Ah, here we go. If Brandon believes this is a you-scratch-my-back-and-I-scratch-yours scenario, he is sadly mistaken. “I want to be clear, Brandon. Very clear. I am with Chavez, in every way.”

“Oh, I know,” he says quickly. “I’m not offering this up with any ulterior motive.”

“Then why?” I ask, gently but firmly. Even if he thinks he has convinced himself, I need to ensure he understands reality.

“Well, let’s just say, if I didn’t like you, we wouldn’t be on the phone right now. But I am offering it because I believe it’s the right thing to do.” After a beat, he adds, “I don’t know Chavez like you do, but he’s won the sportsman award multiple times and his fellow players cast those votes. He often overrules the ump to award his opponent the point if he feels the call isn’t right, and very few players do that.
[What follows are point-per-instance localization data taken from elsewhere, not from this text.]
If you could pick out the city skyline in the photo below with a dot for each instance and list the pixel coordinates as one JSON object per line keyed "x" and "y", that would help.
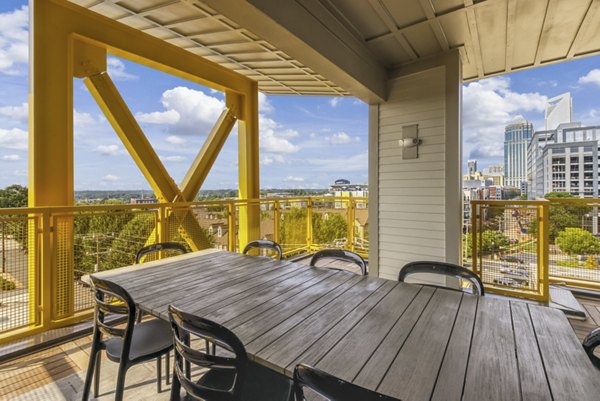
{"x": 306, "y": 142}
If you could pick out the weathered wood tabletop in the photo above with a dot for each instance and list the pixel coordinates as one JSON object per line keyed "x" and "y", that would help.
{"x": 403, "y": 340}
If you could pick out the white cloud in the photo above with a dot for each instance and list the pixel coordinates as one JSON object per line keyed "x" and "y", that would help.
{"x": 175, "y": 140}
{"x": 16, "y": 113}
{"x": 110, "y": 150}
{"x": 264, "y": 105}
{"x": 339, "y": 165}
{"x": 274, "y": 139}
{"x": 268, "y": 160}
{"x": 197, "y": 112}
{"x": 110, "y": 177}
{"x": 116, "y": 70}
{"x": 173, "y": 158}
{"x": 340, "y": 138}
{"x": 81, "y": 119}
{"x": 592, "y": 77}
{"x": 488, "y": 106}
{"x": 14, "y": 41}
{"x": 159, "y": 117}
{"x": 14, "y": 138}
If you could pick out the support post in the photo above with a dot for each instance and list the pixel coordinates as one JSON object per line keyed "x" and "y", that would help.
{"x": 249, "y": 174}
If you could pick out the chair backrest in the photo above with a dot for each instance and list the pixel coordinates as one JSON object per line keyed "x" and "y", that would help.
{"x": 161, "y": 246}
{"x": 340, "y": 254}
{"x": 112, "y": 300}
{"x": 447, "y": 269}
{"x": 590, "y": 343}
{"x": 185, "y": 325}
{"x": 264, "y": 244}
{"x": 331, "y": 387}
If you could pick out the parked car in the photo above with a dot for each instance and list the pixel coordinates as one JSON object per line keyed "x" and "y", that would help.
{"x": 513, "y": 259}
{"x": 507, "y": 281}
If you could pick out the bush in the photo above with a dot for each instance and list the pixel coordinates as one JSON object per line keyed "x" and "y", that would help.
{"x": 6, "y": 284}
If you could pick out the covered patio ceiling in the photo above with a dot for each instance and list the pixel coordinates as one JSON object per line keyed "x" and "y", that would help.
{"x": 341, "y": 47}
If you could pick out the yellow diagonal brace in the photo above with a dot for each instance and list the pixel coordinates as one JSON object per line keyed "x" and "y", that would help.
{"x": 125, "y": 125}
{"x": 203, "y": 162}
{"x": 122, "y": 120}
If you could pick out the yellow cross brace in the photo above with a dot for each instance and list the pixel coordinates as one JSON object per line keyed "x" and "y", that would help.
{"x": 70, "y": 41}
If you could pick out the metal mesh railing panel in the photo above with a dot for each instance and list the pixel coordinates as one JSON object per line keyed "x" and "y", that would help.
{"x": 507, "y": 248}
{"x": 19, "y": 278}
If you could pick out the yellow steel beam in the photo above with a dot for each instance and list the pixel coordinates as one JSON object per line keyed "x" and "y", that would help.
{"x": 130, "y": 43}
{"x": 70, "y": 41}
{"x": 125, "y": 125}
{"x": 248, "y": 162}
{"x": 205, "y": 159}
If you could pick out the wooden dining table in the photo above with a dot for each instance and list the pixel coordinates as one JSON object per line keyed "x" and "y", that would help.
{"x": 404, "y": 340}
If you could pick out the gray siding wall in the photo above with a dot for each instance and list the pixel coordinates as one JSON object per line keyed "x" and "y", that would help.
{"x": 415, "y": 199}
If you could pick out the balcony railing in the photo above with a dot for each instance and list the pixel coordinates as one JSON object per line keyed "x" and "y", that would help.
{"x": 520, "y": 247}
{"x": 46, "y": 251}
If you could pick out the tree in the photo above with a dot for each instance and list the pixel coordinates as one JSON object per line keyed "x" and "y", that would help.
{"x": 575, "y": 241}
{"x": 326, "y": 230}
{"x": 13, "y": 196}
{"x": 560, "y": 216}
{"x": 489, "y": 242}
{"x": 591, "y": 262}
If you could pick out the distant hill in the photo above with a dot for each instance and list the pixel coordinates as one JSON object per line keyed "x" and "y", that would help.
{"x": 207, "y": 194}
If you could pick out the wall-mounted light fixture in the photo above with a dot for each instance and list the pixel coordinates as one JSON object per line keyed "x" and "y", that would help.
{"x": 410, "y": 141}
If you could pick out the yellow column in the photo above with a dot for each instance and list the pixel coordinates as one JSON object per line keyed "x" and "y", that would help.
{"x": 50, "y": 151}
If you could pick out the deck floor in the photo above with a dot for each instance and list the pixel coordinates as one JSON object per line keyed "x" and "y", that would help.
{"x": 58, "y": 373}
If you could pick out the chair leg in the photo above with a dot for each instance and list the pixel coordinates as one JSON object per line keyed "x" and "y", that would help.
{"x": 168, "y": 368}
{"x": 97, "y": 375}
{"x": 120, "y": 389}
{"x": 90, "y": 372}
{"x": 159, "y": 374}
{"x": 175, "y": 387}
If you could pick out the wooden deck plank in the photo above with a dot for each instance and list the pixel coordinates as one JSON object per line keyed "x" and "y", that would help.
{"x": 534, "y": 384}
{"x": 449, "y": 385}
{"x": 281, "y": 345}
{"x": 237, "y": 304}
{"x": 376, "y": 367}
{"x": 567, "y": 365}
{"x": 418, "y": 343}
{"x": 284, "y": 316}
{"x": 347, "y": 357}
{"x": 337, "y": 334}
{"x": 492, "y": 372}
{"x": 420, "y": 358}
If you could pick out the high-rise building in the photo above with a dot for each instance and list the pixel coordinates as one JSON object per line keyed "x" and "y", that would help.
{"x": 564, "y": 160}
{"x": 559, "y": 110}
{"x": 472, "y": 166}
{"x": 516, "y": 140}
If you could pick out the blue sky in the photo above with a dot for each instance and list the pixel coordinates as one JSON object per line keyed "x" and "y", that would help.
{"x": 306, "y": 142}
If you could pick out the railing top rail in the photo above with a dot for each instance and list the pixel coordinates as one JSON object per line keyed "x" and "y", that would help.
{"x": 509, "y": 202}
{"x": 536, "y": 202}
{"x": 150, "y": 206}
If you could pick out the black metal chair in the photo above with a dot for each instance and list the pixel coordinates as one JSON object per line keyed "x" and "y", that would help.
{"x": 158, "y": 247}
{"x": 228, "y": 377}
{"x": 135, "y": 343}
{"x": 446, "y": 269}
{"x": 340, "y": 254}
{"x": 264, "y": 244}
{"x": 331, "y": 387}
{"x": 590, "y": 343}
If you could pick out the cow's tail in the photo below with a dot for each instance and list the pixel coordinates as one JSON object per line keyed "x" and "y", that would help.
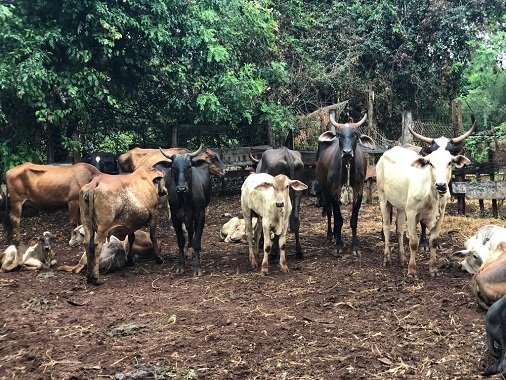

The water cooler talk is that he plays by the book.”

“It’s true,” I say, because I witnessed Chavez do that very thing in Italy—overrule a call to award his opponent the point. “He would never cheat or bring shame to the sport.”

“Hecoulduse a stint in finishing school,” Brandon muses. “But at the end of the day, I appreciate a fella who shoots from the hip.”

I bite my lip to stop the laugh. That spot-on assessment will remain between us. “Let me run this past Chavez first, just to be sure he is on side with it, okay?”

I am sure Chavez will not say no to this offer, but when he finds out that Brandon and I have spoken, he might have a few other choice things to say.

“Just so you both know,” Brandon warns, “this call never happened. And no guarantees. All I can do is ask.”

“Fair enough, and thank you," I add, meaning it from the bottom of my heart. He is going out on a limb for us.

“Send me a signed book, and I’ll consider it fair and square."

We exchange a few more details on the timing of how quickly this could come together, and I'm smiling like an idiot when we hang up. I need to call Chavez immediately.

“Flynn?”

I spin around, jolted back to the here and now by a warm hand on my shoulder. My eyes start to blink uncontrollably. I thought I had braced myself for this moment, but how do you prepare for the past to rush up on you like the sidewalk after jumping off a skyscraper? Cori searches my face, and her violet eyes are immediately familiar despite being rheumy behind thick glasses. She offers a tentative smile, waiting for me to return it. Low-grade panic buzzes through me. A sense of failure, too. Time is beyond our control—it marches on like a relentless soldier—and to see it marked in the liver spots on the backs of her hands and her slate-grey crown of curls that used to be brown drives home how much of it I have wasted.

If Cori didn’t wrap me in her arms, we might still be standing there, the two feet between us somehow a mile long. Her warmth, how she makes me feel whole … words fail me. The world seems to shrink, and sounds disappear as I struggle to think of what exact evil I attributed to my parents, other than they were two people trying their best and doing what they thought was right.

I hug her back hard, never wanting to let go. She strokes my hair, every quiet touch stripping away years of anger and hurt. I promised myself I wouldn’t cry, but her chest heaving against mine cracks my resolve.

“Oh darling," she says. “Welcome home.”